There was no apparent relationship between SUV_max on ⁶⁸Gallium-DOTATATE PET and expression of SSTR2 in archival tumor tissue in our study. Previous studies showed moderate to strong correlation between somatostatin receptor expression and SUV_max on ⁶⁸Gallium-DOTATATE PET.5 17 18 We used archival tissue for SSTR2 expression and we cannot rule out that SSTR2 expression might have changed under therapeutic pressure. Other potential reasons for this discrepancy include the use of polyclonal antibody in our study which is subject to batch-to-batch variability affecting the staining results19 and binding of ⁶⁸Ga-DOTATATE to SSTR receptors other than SSTR2. The contribution of the latter possibility to the discrepancy between SUV_max on ⁶⁸Gallium-DOTATATE PET and tissue SSTR2 expression is expected to be minimal because of the high specificity of ⁶⁸Ga-DOTATATE to SSTR2.20

Our study shows no apparent relationship between SUV values of ⁶⁸Gallium-DOTATATE PET and FDG-PET. Prior studies have also shown no consistent findings between ⁶⁸Gallium-DOTATATE PET and FDG-PET across different histologic grades in patients with NETs.21 A recent study suggests that SSTR2 signaling may play a role in tumor growth and survival in SCLC,22 but at the same time, more aggressive and undifferentiated tumors may lose expression of SSTR2. Given this consideration and the presence of multiple other pathways driving tumorigenesis in SCLC, the relationship between SSTR2 expression and the rate of tumor growth (reflected by uptake of ⁶⁸Gallium-DOTATATE and ¹⁸F-FDG, respectively) is unlikely to be straightforward.

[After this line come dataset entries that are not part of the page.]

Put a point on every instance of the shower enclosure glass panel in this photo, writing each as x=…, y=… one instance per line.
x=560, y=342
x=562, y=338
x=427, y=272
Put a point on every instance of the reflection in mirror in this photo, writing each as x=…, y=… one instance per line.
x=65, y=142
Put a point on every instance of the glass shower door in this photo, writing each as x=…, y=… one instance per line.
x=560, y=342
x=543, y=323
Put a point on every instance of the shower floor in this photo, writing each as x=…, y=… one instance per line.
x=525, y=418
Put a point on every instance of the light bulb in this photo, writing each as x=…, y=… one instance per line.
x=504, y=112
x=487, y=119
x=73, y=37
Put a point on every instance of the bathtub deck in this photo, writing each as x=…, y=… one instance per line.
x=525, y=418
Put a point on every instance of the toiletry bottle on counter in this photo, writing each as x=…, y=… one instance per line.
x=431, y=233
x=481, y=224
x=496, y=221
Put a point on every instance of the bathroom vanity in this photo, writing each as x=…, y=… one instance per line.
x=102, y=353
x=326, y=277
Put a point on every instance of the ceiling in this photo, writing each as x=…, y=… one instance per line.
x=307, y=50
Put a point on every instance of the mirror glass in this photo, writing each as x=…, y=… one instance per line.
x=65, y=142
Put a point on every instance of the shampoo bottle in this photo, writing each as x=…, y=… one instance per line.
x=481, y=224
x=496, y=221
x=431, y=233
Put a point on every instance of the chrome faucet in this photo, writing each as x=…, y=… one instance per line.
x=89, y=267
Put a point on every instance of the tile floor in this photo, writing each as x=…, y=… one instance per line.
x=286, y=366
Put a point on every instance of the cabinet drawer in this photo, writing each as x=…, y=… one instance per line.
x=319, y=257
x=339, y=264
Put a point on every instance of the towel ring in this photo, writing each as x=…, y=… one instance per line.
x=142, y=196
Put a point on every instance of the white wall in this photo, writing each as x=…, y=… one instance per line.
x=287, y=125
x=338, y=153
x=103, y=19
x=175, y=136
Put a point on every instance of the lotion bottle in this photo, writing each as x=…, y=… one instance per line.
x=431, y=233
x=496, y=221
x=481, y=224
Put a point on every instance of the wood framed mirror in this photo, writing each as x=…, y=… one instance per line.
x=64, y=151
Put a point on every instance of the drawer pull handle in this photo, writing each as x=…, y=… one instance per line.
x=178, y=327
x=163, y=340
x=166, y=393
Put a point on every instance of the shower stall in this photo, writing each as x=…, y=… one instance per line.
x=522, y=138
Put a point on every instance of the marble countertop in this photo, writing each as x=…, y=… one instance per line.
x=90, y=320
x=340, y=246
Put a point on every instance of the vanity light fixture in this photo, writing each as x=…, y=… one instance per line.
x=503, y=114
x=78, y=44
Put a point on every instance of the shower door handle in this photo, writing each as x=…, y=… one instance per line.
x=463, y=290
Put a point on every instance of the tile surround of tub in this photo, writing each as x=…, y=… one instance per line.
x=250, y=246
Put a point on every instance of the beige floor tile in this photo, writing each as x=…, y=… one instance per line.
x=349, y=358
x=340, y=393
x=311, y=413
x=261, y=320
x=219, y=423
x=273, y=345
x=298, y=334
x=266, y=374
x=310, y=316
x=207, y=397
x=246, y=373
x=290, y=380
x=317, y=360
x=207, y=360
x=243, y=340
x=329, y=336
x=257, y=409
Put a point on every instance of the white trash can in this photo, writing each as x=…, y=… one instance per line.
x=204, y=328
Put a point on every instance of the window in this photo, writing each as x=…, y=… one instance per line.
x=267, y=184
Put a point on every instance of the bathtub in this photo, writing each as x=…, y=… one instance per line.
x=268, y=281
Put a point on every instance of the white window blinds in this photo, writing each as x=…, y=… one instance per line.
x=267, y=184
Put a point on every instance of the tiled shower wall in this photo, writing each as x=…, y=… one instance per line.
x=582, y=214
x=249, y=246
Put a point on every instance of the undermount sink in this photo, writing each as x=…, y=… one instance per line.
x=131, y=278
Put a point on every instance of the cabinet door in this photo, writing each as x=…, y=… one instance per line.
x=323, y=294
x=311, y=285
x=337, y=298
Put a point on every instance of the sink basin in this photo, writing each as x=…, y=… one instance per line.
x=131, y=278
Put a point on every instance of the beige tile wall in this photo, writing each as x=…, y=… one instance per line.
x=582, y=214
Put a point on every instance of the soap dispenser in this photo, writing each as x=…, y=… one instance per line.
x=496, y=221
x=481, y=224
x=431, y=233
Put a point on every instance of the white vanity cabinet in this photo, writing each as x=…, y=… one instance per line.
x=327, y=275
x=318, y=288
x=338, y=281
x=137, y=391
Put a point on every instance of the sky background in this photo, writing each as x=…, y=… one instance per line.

Since the inception of this study, the landscape of treatment in ES-SCLC has changed to incorporate PD-L1 inhibitor therapy in the first-line setting. Atezolizumab, an anti-PD-L1 inhibitor, plus carboplatin and etoposide was approved by the US Food and Drug Administration in patients with untreated ES-SCLC based on a randomized phase III trial demonstrating improved OS.23 Similarly, durvalumab, another anti-PD-L1 inhibitor, was shown to improve OS when added to platinum-based chemotherapy in patients with ES-SCLC.24 While the improved outcomes observed with addition of PD-L1 targeting therapy to chemotherapy is encouraging, the OS benefit was modest and there remains an unmet need to develop novel therapies in patients with ES-SCLC.

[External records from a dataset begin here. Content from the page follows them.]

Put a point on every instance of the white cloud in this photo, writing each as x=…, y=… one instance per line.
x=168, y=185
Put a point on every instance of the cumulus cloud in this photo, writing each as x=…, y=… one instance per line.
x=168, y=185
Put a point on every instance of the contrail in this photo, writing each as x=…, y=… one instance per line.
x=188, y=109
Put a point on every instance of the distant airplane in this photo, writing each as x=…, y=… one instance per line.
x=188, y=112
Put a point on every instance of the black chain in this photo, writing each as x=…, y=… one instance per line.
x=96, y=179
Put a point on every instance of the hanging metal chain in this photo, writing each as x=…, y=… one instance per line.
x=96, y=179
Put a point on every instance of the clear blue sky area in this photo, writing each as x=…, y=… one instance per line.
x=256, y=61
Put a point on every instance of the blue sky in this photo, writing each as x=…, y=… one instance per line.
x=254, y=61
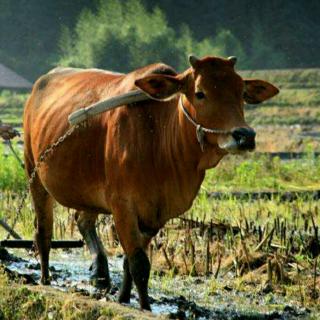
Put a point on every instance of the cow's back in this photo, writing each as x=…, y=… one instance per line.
x=80, y=158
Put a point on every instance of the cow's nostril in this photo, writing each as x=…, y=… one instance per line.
x=245, y=138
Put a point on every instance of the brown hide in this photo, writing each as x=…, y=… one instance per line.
x=141, y=162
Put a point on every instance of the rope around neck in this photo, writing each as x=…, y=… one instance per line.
x=200, y=130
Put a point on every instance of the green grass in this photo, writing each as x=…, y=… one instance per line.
x=11, y=107
x=299, y=90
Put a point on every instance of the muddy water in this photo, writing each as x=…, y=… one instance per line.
x=180, y=297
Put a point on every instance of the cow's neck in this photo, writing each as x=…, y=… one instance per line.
x=186, y=161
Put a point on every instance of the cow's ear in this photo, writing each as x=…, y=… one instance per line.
x=160, y=87
x=256, y=91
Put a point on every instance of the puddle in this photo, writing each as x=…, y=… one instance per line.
x=179, y=297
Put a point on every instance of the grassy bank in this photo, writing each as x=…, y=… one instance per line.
x=18, y=301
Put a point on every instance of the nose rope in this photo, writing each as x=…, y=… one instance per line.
x=200, y=130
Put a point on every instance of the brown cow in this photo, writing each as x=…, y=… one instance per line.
x=144, y=163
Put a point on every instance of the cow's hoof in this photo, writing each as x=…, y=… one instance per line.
x=100, y=283
x=100, y=273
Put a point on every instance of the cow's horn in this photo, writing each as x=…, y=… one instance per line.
x=193, y=60
x=233, y=59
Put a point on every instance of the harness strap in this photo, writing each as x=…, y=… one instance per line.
x=200, y=130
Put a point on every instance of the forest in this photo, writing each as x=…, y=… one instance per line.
x=121, y=35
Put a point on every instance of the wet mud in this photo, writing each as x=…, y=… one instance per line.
x=178, y=297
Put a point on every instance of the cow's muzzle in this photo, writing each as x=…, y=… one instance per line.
x=240, y=139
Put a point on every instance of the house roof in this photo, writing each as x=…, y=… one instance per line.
x=11, y=80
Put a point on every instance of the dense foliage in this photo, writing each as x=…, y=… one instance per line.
x=121, y=35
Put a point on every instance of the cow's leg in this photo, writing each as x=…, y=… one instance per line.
x=136, y=263
x=43, y=205
x=125, y=291
x=100, y=271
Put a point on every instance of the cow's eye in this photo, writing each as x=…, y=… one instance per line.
x=200, y=95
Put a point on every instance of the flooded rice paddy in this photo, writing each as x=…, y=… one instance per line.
x=178, y=297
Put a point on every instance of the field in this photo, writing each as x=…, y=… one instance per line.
x=239, y=257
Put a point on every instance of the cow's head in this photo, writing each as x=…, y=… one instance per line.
x=214, y=96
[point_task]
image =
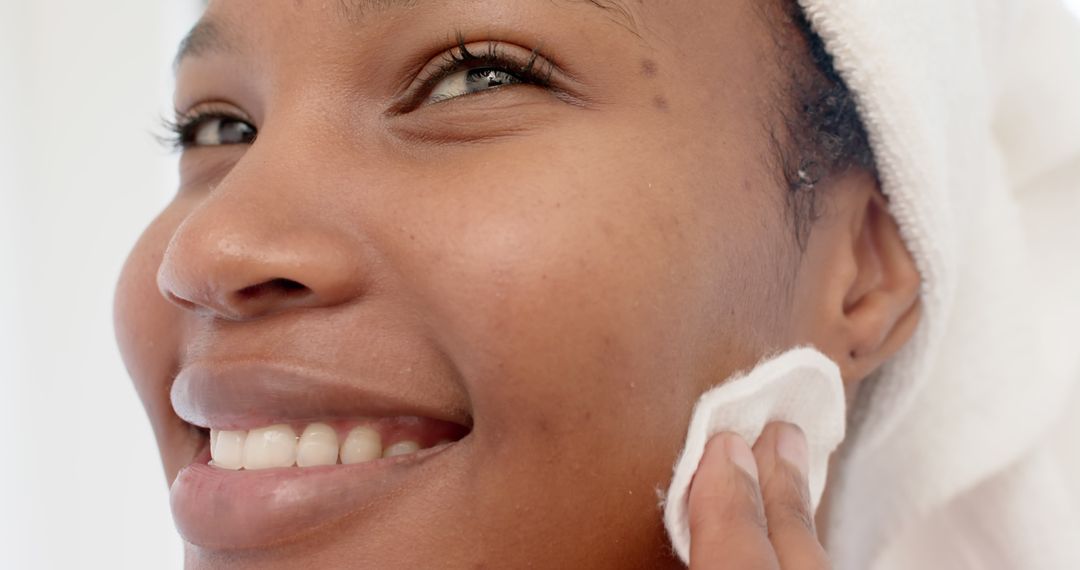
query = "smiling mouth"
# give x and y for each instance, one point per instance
(327, 443)
(287, 450)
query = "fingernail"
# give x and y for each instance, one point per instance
(741, 455)
(792, 447)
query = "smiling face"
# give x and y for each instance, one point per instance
(537, 230)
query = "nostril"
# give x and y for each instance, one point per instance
(282, 287)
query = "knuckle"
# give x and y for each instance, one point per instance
(740, 504)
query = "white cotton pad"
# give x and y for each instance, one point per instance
(800, 387)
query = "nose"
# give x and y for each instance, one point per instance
(238, 260)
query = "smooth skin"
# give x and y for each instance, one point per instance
(750, 510)
(572, 266)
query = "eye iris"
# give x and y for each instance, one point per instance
(235, 133)
(486, 78)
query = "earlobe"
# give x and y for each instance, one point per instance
(859, 285)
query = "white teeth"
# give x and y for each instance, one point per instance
(363, 444)
(270, 447)
(318, 446)
(228, 449)
(402, 448)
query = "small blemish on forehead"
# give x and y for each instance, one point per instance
(649, 68)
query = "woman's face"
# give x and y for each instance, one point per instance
(547, 273)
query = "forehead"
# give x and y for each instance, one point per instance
(211, 35)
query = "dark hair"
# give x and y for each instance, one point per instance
(822, 133)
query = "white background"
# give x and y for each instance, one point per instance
(82, 85)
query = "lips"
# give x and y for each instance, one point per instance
(390, 439)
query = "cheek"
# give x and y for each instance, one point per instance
(148, 331)
(590, 299)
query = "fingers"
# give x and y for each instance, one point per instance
(782, 460)
(728, 528)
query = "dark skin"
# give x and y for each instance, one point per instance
(572, 265)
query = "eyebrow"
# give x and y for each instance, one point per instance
(208, 37)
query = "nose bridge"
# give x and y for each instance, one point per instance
(262, 241)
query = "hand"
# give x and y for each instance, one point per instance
(751, 510)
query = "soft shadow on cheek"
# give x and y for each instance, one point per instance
(148, 331)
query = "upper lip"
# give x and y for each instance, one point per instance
(247, 394)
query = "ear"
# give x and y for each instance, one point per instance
(856, 295)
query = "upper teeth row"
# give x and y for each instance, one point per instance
(278, 446)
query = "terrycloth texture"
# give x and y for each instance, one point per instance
(973, 110)
(801, 387)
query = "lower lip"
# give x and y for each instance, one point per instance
(226, 510)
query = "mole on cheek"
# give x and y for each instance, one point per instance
(648, 68)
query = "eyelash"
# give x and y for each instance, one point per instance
(180, 133)
(535, 71)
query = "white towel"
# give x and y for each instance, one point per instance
(800, 387)
(973, 110)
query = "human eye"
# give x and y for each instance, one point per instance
(210, 127)
(468, 70)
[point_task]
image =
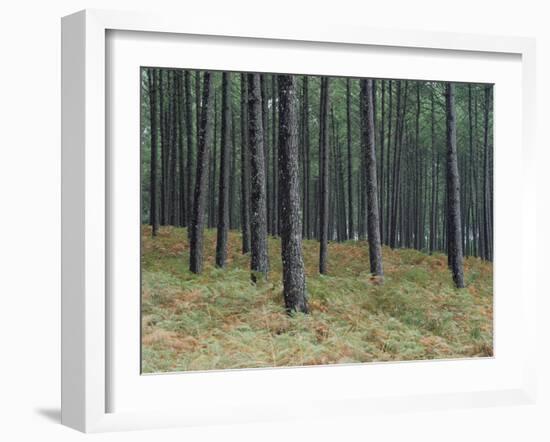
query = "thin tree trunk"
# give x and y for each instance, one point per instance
(258, 221)
(351, 233)
(203, 153)
(225, 161)
(453, 191)
(324, 177)
(274, 160)
(189, 135)
(245, 171)
(153, 214)
(486, 180)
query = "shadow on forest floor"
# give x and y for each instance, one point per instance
(219, 320)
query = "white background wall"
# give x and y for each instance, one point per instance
(30, 216)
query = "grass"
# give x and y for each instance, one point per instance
(219, 320)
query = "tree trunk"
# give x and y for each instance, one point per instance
(294, 280)
(258, 220)
(225, 161)
(274, 159)
(203, 153)
(324, 177)
(486, 181)
(153, 213)
(189, 135)
(351, 230)
(373, 217)
(454, 233)
(245, 171)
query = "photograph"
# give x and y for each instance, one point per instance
(303, 220)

Based on our results, further studies of lutathera in combination with immune checkpoint inhibitors are warranted, potentially as a maintenance strategy.

In conclusion, this study provides proof of concept that somatostatin receptor expressing SCLC could be targeted using lutathera containing therapy and that the combination with nivolumab is safe. Additional studies are needed to further elucidate the potential role of somatostatin receptor targeting therapies in patients with SCLC.